The Corporate Magician
Cosying up to NGOs is just one of the corporate tricks used by big business to distract from problems.
The Washington Capitals recently faced off in a National Hockey League contest against the New York Rangers. Amidst the fanfare of a stadium packed with more than 20,000 fans, during breaks in the action the jumbotron hanging above centre ice flashed season highlights. Curiously, the highlights included not just slick passing and scoring plays but fights. Why was this curious? Well, the National Hockey League at least hints that it is trying to crack down on fighting. But how serious is the NHL when team highlight reels tout fighting? It turns out that the League’s rules outline various penalties for fighting, but nowhere – at least I cannot find it – do the rules say that the league does not condone fighting or that fighting is not part of hockey. The truth is that while the NHL packs its arenas with people who want to see fights, it struggles from a public relations perspective to guard against criticism that hockey is a violent sport; hence the purported rules that create the illusion of addressing these concerns. Remember the old joke, “I went to a fight and a hockey game broke out.” As an aside, this is a shame because ice hockey – without the fights – is quite glorious.
Masters of illusion
The point is that professional hockey is a business. These days big business is the master of illusion; focusing attention on benevolent activity as a distraction from conduct that is problematic from a legal or public relations vantage point. Take the case of Wal-Mart and the Walton family which created the company and owns the majority of its shares. The Walton Family Foundation has given millions to the Environmental Defense Fund, a US based environmental NGO, which in turn has praised Wal-Mart for being a “green company.” At the same time Wal-Mart is winning accolades for its greenness, it is being pursued by the United States Department of Justice and various State Attorneys Generals for violations of the US Clean Water Act. Embracing NGOs that perhaps were at one time corporate critics is just one facet of the illusion game.
What about companies that tout job safety but continue to place workers at peril? Do they really favour safe workplaces or do they just want to focus attention away from that which is problematic? Or what about the big pharmaceutical companies which have, in recent years, pleaded guilty to violations of the US Food Drug and Cosmetics Act for marketing derelictions? No doubt each of these companies had internal compliance programmes and explicit rules proscribing that which lead to guilty pleas. In almost all cases employees were made to sit through training sessions where the rules were purportedly taught. Yet, at the end of the day, were these programmes really meant to deter wrongful conduct or were they really designed to focus attention away from wrongful activity? Were they just a clever means of convincing employees that scrutiny of corporate conduct is pointless because wrongdoing is not possible for a company with rules that proscribe bad acts?
The illusion game is big business and no doubt there are consultants who have given serious thought to that which I write about here. Cozying up to NGO’s, touting compliance programmes, ethics rules, and training seem to be tricks of the trade. All of this presents a challenge to regulators. Think of the safety and health investigator questioning employees about a mining disaster:
Mr. Smith, have there been safety issues in the workplace?

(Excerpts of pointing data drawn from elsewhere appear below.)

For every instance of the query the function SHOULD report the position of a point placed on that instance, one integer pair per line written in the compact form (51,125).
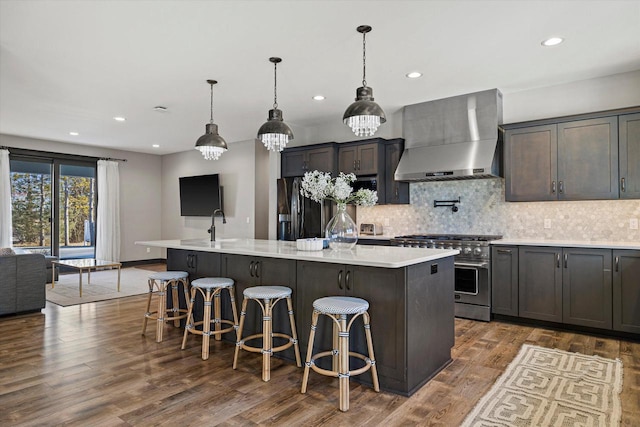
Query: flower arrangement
(319,186)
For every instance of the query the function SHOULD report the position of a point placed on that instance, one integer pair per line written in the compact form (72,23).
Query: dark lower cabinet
(586,287)
(540,283)
(504,280)
(626,291)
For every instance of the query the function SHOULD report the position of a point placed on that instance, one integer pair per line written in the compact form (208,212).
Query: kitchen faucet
(212,230)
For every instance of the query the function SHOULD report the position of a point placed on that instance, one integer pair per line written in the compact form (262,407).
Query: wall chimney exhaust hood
(453,138)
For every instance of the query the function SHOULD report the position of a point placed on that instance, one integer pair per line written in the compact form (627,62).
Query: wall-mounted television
(200,195)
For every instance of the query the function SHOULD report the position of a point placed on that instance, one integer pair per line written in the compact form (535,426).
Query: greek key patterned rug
(548,387)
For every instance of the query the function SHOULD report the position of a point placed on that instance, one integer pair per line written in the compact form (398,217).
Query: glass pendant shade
(275,134)
(364,116)
(211,145)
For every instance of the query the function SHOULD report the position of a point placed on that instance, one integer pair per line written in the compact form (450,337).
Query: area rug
(103,286)
(548,387)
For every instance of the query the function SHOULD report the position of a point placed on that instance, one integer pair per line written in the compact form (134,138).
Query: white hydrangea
(319,186)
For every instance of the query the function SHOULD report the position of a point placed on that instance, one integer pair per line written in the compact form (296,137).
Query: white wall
(140,190)
(237,175)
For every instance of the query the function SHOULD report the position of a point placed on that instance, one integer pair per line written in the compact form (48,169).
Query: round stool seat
(267,292)
(341,305)
(212,282)
(169,275)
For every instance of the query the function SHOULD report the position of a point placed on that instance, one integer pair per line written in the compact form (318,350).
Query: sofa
(22,283)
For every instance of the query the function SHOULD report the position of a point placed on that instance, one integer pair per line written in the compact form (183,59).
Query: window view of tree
(31,205)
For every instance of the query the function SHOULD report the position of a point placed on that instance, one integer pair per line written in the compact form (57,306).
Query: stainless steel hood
(453,138)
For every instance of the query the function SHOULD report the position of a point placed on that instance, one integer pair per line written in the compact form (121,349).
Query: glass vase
(341,230)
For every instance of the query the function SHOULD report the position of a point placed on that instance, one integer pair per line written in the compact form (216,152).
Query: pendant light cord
(275,85)
(364,60)
(211,120)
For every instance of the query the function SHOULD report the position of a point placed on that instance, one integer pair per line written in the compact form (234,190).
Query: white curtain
(108,227)
(5,200)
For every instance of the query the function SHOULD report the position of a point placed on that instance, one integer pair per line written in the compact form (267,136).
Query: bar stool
(267,297)
(210,288)
(162,281)
(338,309)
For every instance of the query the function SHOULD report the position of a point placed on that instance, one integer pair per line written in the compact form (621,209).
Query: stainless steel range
(472,269)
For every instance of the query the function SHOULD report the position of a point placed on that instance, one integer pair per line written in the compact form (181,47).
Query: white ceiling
(74,65)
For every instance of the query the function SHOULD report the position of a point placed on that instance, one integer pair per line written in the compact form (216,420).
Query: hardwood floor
(89,365)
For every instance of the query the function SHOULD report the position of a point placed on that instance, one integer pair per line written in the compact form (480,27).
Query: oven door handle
(471,264)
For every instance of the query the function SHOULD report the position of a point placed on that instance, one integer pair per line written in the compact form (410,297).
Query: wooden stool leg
(367,332)
(147,313)
(267,340)
(176,303)
(189,323)
(217,315)
(206,325)
(343,364)
(239,341)
(162,308)
(294,334)
(307,364)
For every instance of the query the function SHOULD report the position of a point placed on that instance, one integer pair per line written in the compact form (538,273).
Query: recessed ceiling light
(552,41)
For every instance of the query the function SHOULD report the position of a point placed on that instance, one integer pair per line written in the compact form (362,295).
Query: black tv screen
(199,195)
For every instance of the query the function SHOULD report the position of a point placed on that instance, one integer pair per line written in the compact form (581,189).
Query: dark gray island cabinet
(410,293)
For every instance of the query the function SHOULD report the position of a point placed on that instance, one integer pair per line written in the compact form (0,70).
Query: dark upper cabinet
(531,163)
(361,158)
(296,161)
(396,192)
(629,135)
(588,159)
(504,280)
(593,157)
(626,291)
(586,287)
(540,283)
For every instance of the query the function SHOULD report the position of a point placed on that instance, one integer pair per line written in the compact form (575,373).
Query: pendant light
(364,116)
(211,145)
(275,133)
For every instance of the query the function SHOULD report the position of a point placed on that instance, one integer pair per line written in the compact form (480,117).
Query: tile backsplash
(483,210)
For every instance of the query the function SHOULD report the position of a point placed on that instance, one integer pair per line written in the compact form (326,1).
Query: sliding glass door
(54,206)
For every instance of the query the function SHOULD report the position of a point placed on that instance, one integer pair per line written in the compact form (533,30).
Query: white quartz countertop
(602,244)
(370,256)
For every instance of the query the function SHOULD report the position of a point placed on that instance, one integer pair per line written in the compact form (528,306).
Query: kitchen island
(410,292)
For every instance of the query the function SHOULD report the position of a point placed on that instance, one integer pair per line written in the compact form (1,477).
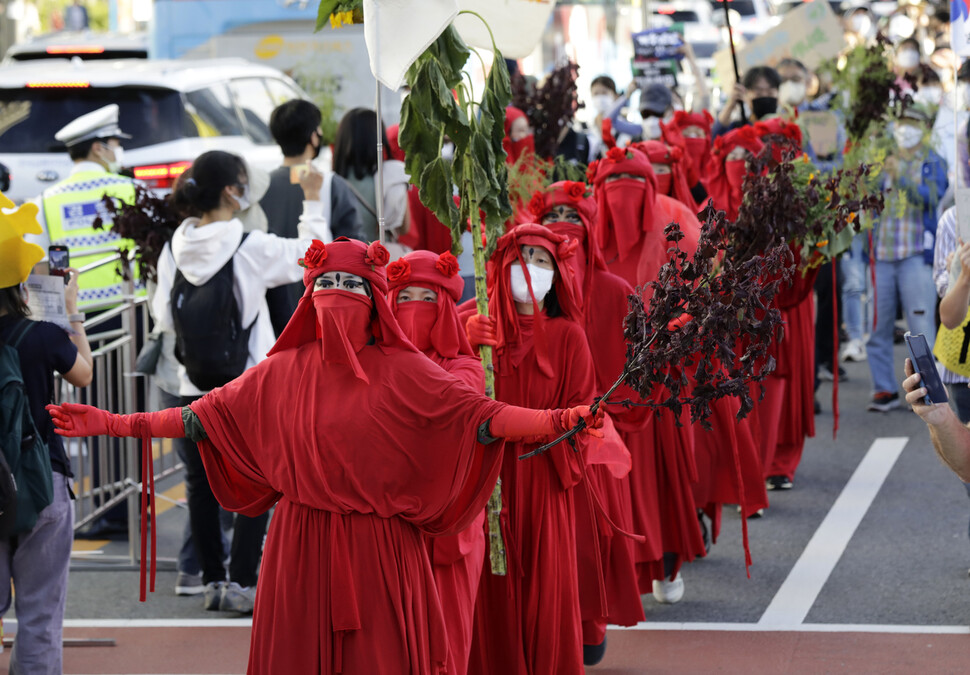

Oh, no; our employer has workplace signs that say “safety first.”
The tragedy of the illusion game is that at the end of the day there is a price to be paid. Remember Enron, Tyco, and Worldcom? They could do no wrong because they all had internal compliance programmes. As I watched the hockey game my mind drifted to Reggie Flemming, a one-time New Yorker Ranger forward who passed on a few years back. As a player, Flemming was known as an enforcer because of his fighting prowess. Flemming once joked that he spent so much time in the penalty box that he had his mail delivered there. Unfortunately Flemming’s final years were spent in a nursing home. After his death at age 73 doctors at Boston University studied his brain and found that he had Chronic Traumatic Encephalopathy; a brain disease associated with boxers.
Of course, the NHL has rules about fighting, so I suppose that if players fight they do so at their own peril. No doubt like other corporate masters of illusion, the NHL likes it this way.